Dans les établissements pour travailleurs handicapés, «il y a une forme de maltraitance, des injonctions à produire plus»

par Elsa Maudet  publié le 3 mai 2022

Dans son livre-enquête «Handicap à vendre», le journaliste Thibault Petit décrit les dérives des Esat censés protéger des personnes jugées inaptes au monde de l’entreprise, mais qui leur imposent des cadences et une pression semblables, pour une rémunération dérisoire.

Lorsqu’il était étudiant en école de journalisme, Thibault Petit a fait comme une palanquée de jeunes reporters avant lui : il a réalisé un reportage dans un Etablissement et service d’aide par le travail (Esat), ces institutions qui emploient des personnes handicapées considérées comme inaptes au milieu ordinaire. Il y a découvert des individus motivés, capables d’avaler plusieurs heures de travail quotidiennes, et, comme tant d’autres avant – et après – lui, il a trouvé ça super qu’on leur tende la main comme ça. Super de voir ces individus généralement placés en marge de la société se lever le matin, repasser des blouses ou planter des fleurs, bref avoir une vie comme il convient d’en avoir : rythmée par un boulot.
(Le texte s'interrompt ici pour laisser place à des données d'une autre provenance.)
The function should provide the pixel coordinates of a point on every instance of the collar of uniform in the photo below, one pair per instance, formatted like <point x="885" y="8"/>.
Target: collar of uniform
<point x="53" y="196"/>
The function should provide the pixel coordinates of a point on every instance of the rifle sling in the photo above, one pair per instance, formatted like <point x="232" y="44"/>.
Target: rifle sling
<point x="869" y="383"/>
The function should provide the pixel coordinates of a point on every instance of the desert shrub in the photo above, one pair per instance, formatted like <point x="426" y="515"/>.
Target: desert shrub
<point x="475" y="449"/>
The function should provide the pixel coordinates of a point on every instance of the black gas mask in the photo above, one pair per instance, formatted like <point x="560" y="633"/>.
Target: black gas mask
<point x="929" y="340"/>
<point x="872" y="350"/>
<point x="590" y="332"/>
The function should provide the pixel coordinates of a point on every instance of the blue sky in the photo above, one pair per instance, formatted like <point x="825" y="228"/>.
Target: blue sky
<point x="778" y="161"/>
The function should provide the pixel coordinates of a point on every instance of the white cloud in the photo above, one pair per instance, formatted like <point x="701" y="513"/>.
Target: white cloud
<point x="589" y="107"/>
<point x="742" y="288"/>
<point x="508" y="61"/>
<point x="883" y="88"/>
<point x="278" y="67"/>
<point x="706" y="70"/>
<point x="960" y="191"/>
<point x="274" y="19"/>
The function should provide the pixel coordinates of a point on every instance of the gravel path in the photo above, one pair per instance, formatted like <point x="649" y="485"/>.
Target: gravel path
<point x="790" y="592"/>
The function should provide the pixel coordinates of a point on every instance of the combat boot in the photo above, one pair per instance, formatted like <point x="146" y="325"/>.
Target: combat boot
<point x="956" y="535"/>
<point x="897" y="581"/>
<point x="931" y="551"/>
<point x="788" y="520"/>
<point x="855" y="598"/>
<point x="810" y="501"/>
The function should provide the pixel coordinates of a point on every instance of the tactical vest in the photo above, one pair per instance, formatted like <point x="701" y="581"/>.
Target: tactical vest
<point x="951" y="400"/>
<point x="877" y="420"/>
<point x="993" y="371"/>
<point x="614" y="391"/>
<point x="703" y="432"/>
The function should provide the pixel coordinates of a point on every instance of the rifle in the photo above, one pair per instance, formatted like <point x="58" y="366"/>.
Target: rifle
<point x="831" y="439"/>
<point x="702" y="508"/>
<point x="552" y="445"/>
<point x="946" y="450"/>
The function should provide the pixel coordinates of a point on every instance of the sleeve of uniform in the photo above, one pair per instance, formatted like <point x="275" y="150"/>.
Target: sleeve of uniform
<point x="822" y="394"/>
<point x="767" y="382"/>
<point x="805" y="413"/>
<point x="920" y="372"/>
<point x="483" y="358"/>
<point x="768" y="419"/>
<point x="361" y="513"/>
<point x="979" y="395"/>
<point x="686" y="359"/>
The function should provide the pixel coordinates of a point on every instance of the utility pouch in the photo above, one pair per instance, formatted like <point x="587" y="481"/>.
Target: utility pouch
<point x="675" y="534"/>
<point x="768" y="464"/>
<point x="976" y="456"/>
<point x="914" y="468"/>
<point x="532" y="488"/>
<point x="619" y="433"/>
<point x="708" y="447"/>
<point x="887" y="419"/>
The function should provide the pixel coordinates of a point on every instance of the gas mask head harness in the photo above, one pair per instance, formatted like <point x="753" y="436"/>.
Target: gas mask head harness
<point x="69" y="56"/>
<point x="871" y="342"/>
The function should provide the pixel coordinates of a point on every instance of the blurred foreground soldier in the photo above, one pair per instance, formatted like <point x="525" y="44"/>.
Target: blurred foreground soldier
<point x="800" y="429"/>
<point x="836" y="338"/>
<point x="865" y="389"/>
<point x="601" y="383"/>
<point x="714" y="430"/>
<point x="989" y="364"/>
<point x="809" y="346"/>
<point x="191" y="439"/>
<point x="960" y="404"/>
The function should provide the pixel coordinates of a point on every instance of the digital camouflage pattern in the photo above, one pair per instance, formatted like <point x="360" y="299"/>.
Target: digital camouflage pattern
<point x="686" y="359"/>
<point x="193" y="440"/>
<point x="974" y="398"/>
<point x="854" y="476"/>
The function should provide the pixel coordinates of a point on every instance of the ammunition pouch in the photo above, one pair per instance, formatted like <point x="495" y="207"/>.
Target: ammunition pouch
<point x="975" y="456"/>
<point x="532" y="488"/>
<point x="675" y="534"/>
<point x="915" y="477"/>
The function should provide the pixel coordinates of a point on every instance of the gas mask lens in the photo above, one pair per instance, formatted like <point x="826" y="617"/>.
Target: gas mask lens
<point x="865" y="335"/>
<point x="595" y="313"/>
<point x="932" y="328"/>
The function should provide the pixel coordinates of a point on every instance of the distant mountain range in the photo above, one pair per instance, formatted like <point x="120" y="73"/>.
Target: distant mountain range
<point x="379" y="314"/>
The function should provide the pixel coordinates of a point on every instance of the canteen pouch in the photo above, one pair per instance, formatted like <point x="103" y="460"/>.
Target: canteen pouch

Puis Thibault Petit est retourné en Esat. Dans plein d’Esat, partout en France. Et a remisé son regard paternaliste au placard. Ce qu’il a découvert, il le raconte dans Handicap à vendre, un livre éclairant et joliment écrit sur les dérives de ces structures, où l’on exige de personnes rémunérées en moyenne 800 euros par mois une productivité proche de celle de salariés. Ce que ne sont pas les «usagers» d’Esat, comme il convient de les appeler, qui dépendent du Code de l’action sociale et des familles et non du Code du travail et sont donc payés sous le salaire minimum, n’ont pas le droit de se syndiquer ni de faire grève ou de saisir l’inspection du travail.

Le journaliste a enquêté durant six ans et recueilli la parole de nombreux travailleurs handicapés, directeurs d’établissements et autres parties prenantes de ce système. Il y a Sophie, dont la période d’essai n’a pas été validée, au bout de huit mois, car elle ne carburait pas assez, elle qui n’a aucune notion du temps. Robin et Sébastien, qui se sont vus prélever des journées de salaire pour s’être absentés pour les obsèques de leur grand-père. Ou Emilien, qui a fini en dépression parce qu’on lui interdisait toute prise d’initiative.

Et tous ces «usagers» de plus en plus qualifiés, parfois équipés d’un bac + 2 ou 3, bien utiles pour tenir les cadences mais qui prennent la place des personnes plus lourdement handicapées, à qui les Esat sont originellement destinés. «A la base, ces établissements ont été créés par des parents d’enfants handicapés. Aujourd’hui, ce sont des établissements pour les gens incasables dans le milieu ordinaire», écrit Thibault Petit. Face aux dérives, des associations de défense des personnes handicapées détournent le regard, car ce sont elles aussi qui gèrent les structures. Et leurs marchés.

En théorie, les Esat sont censés être des structures de travail «protégé», dédiées aux personnes ayant des capacités limitées. Dans les faits, à quoi ça ressemble ?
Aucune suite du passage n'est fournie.